Functions – exercises

Day 2, B

Understanding how to create and use your own functions

Author

Michael C Sachs

Learning objectives

In this lesson you will

Learn how the apply family of functions works, and the alternatives using dplyr and data.table
Practice writing and reusing your own functions

Iterating over data with functions

Load the Palmer penguins dataset.
Write a function to compute the mean and standard deviation of a numeric vector. We will apply this function to the numeric variables in penguins, and also by different subgroups

Stop and think

What are the components of a function?
Do I have to worry about missing data? How can I deal with it?
What sort of data structure should I return?

Using the function

Use your function to compute the mean and sd of all the numeric variables in penguins.
Use your function to compute the mean and sd of body mass by species and sex
1. Try using one of the apply functions

Hints

split(penguins$body_mass_g, list(penguins$species, penguins$sex)) |>
  lapply(FUN = mean_sd)

Try sapply instead of lapply. What about tapply?

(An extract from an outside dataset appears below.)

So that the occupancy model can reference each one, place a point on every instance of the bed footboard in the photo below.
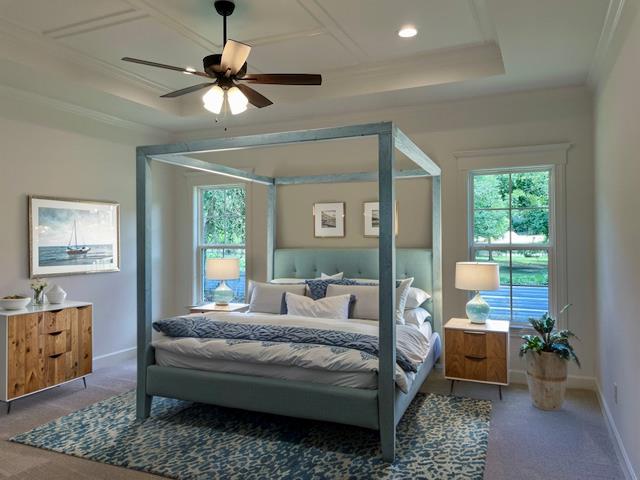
(351, 406)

Try using dplyr: check out the functions group_by and summarize

Hints

library(dplyr)
penguins |> group_by(species, sex) |>
  summarize(mean_sd(body_mass_g))

Try using data.table: use the .by argument in the [

Hints

library(data.table)
pengdt <- data.table(penguins)

pengdt[, mean_sd(body_mass_g), by = list(species, sex)]
## . can be used as shorthand for list in data table
pengdt[, mean_sd(body_mass_g), by = .(species, sex)]

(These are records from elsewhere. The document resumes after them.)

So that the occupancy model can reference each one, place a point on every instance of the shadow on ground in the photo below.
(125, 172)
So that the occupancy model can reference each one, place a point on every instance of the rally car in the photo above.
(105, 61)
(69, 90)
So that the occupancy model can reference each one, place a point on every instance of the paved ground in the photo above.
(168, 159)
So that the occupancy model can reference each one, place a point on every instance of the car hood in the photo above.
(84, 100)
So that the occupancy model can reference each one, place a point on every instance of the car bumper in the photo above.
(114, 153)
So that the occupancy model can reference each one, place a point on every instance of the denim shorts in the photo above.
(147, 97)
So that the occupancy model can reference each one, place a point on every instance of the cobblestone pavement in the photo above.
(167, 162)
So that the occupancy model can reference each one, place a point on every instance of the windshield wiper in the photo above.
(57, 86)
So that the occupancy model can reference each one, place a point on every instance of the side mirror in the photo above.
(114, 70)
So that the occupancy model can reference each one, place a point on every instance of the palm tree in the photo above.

Classes and custom generics

Now that you have some functions to do something interesting, let’s create a “class” to indicate that the object has a specific meaning.

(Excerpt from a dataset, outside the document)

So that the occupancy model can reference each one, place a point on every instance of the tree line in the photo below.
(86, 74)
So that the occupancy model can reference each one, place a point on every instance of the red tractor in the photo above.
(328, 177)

Modify your mean and sd function so that the data structure that is returned has class “meansd”. There are two ways to do this:
1. Say the object you currently return is called res, instead of res, return structure(res, class = "meansd")
2. Add the line class(res) <- "meansd" before returning `res``
3. Use the attr function to create and assign additional information, for example the name of the variable, You can get the name of the object passed to x using deparse1(substitute(x)).

Hints

mean_sd2 <- function(x, na.rm = TRUE) {
  res <- c(mean = mean(x, na.rm = na.rm), 
           sd = sd(x, na.rm = na.rm))
  
  attr(res, "variable") <- deparse1(substitute(x))
  class(res) <- "meansd"
  res
}

Write a custom print function print.meansd that nicely prints the mean and standard deviation. Use the functions round and paste functions to create a string, then print it out using the cat function.

Hints

print.meansd <- function(x, digits = 2) {
  
  msd <- paste0(round(x["mean"], digits = digits), " (", 
                round(x["sd"], digits = digits), ")")
  
  cat("mean (sd) of ", 
      attr(x, "variable"), ":", 
      msd, "\n")
  
}

More functions – conditional calculations

Write a function that allows the user to choose between the mean and standard deviation, or the median and interquartile range.
What can you use as the default argument to allow the switching? Try using match.arg.
In your function, before doing any calculations, add a check that the data supplied by the user is numeric. Include an informative error message.
Modify your function so that it does a calculation to decide whether the mean (sd) or median (IQR) is used (e.g., check the skewness). How can you communicate to the user whether the result is the mean or median?

More functions – classes

Write another function that constructs a one-sample t-statistic from an estimated mean and standard deviation. Recall that the t-statistic to test the null hypothesis that \(\mu = \mu_0\) is \[ T = \frac{\overline{X} - \mu_0}{\hat{\sigma}/\sqrt{n}} \] where \(\overline{X}\) is the sample mean and \(\hat{\sigma}\) is the sample standard deviation and \(n\) is the sample size.
Write another function that takes the t-statistic and calculates a p-value
Compose your custom functions in order to test the null hypothesis that the mean body mass of penguins is 4000g. Try using the pipe operator |>.

If you have time or on your own

Expand your class to include confidence interval and p-value calculation/printing. Check out the scales::pvalue function.
Look at the t.test function. What type of object does this return?
Look at the print method for the class of the object returned by t.test, use the command stats:::print.htest to find the source. How does it work? How would you modify it?
Are there any other methods are available for that class? Use the methods function to find out. What would be another useful method for this class?